- Born: Ingemar Oskar Lennart Ståhl June 2, 1938 Stockholm, Sweden
- Died: February 6, 2014 (aged 75) Lund, Sweden
- Education: Stockholm University; Lund University;
- Occupations: Economist, professor
- Board member of: Ragnar Söderberg Foundation
- Spouse: Solveig Ståhl
- Children: 3

= Ingemar Ståhl =

Swedish economist (1938–2014)

Ingemar Ståhl (June 2, 1938 – February 6, 2014) was a Swedish economist and an economics professor from Lund University.

==Life==
Ståhl was born on June 2, 1938, in Stockholm, Sweden.

He graduated, with a bachelor degree, in 1958 in the Stockholm University. He earned his Licentiate of Philosophy in 1965 at the Lund University.

Ståhl was married to Solveig Ståhl, whom he had three children: Nils Ståhl, Pernilla Ståhl, and Ingela Ståhl. He died on February 6, 2014, in Lund, Sweden at the age of 75.

==Career==
For 25 years, Ståhl was a member of Ragnar Söderberg Foundation, an organization dedicated to scientific researches.

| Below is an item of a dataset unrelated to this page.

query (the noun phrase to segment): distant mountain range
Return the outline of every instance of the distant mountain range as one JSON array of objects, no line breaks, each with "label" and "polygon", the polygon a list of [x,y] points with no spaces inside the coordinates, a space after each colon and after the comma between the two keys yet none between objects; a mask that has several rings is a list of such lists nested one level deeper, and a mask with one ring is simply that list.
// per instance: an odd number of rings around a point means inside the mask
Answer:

Ståhl has also worked as an Advisor to the Cabinet Office of the Government of Sweden and the Organisation for Economic Co-operation and Development (OECD). Since 1982, he was also a member of the Royal Swedish Academy of Engineering Sciences.

===Nobel Prize===

Ståhl was part of the Committee for the Prize in Economic Sciences in Memory of Alfred Nobel from 1969 until 1984. His committee duties included proposing laureates for the Prize.